Aktın yine kanlı yaşım
Yollarımı bağlar mısın?”
Yûnus Emre, İslâm’ın bütün esaslarını takvâ boyutunda yaşamanın adıdır. Elli dört farzın en önemli maddelerinden biri olan cihâdın en güzel târifidir. “Küçük cihaddan büyük cihâda döndük” buyuran Aleyhissalât-ü Vesselâm Efendimiz’in kastettiği nefisle cihâdı onda görürüz. Gönlünün kilidi Tapduk Emre’de olan Yûnus, nefse diz çöktürmeyi başarmıştır.
“Tapduğun tapusunda, kul olduk kapısında,
Yûnus miskin çiğ idik, piştik elhamdülillah.”
Kırk yedi yıl hizmetten sonra kovulup tekrar o kapıya dönmesi, er kişinin kârıdır.

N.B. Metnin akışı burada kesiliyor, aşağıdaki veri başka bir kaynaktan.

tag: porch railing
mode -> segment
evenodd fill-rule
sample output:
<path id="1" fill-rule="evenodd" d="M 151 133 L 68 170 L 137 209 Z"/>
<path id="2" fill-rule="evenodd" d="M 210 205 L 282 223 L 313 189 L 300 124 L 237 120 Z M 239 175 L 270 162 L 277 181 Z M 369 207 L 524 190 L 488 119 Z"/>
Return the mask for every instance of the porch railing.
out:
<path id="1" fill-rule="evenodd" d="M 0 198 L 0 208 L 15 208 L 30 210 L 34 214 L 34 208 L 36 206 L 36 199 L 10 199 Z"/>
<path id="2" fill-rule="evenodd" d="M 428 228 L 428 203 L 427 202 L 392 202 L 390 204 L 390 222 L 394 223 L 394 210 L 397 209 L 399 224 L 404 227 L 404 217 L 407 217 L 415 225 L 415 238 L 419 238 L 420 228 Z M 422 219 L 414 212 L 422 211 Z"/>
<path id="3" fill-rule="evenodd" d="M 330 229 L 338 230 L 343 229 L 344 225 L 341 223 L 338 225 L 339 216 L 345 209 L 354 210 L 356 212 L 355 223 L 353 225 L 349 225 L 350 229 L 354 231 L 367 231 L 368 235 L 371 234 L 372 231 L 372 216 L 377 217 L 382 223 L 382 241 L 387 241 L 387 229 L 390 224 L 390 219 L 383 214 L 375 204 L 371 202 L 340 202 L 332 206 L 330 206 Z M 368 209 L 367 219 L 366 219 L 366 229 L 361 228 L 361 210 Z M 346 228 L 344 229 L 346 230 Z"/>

Bâyezid-i Bestâmi (ks) huzûruna gelen bir dervişe, şeyhinin sözlerinden nakletmesini ister. İşittiği sözlere göre değerini tesbit eder şeyhin. Yûnus Emre, Hakk Teâlâ’ya vuslatın yolunu bakın hangi aşamalardan geçmeye bağlar, dünyâ sevgisi, riyâset, başlık arzusu ve şehevî duygulardan kurtulmanın reçetesini verir:
“Severim ben seni candan içeri
Yolum vardır bu erkândan içeri
Şerîat, tarîkat yoldur varana
Hakîkat, ma’rifet andan içeri”
Dînî emirlerin zâhiren yapılışını Şerîat, bâtın kısımlarını da Tarîkat, mâsivâyı terk etme anlamına Ma’rifet, Hakk Teâlâ’ya tam yöneliş olarak hakîkat’i şiir kalıplarında, bülbülün şakıması gibi anlatır. Bir medrese hocasının ciltler dolusu kitaplarla anlattığını bir dörtlükte verir. Yirmi altı bin beyitlik dîvânı yazan Mevlânâ (ks) “Yûnus’un şu beytini duysam yazmazdım” der bir rivâyette:
“Ete kemiğe büründüm
Yûnus diye göründüm.”
Yûnus, dünyâ ve onun içindekilerin yok olup, Zât-ı İlâhiyye’nin kalacağını belirtir. Dünyevîleşmeyi değil, uhrevîleşmeyi tavsiye eder. Daha da öte geçerek, “Ehlüllah, Hakk ehli olun” der.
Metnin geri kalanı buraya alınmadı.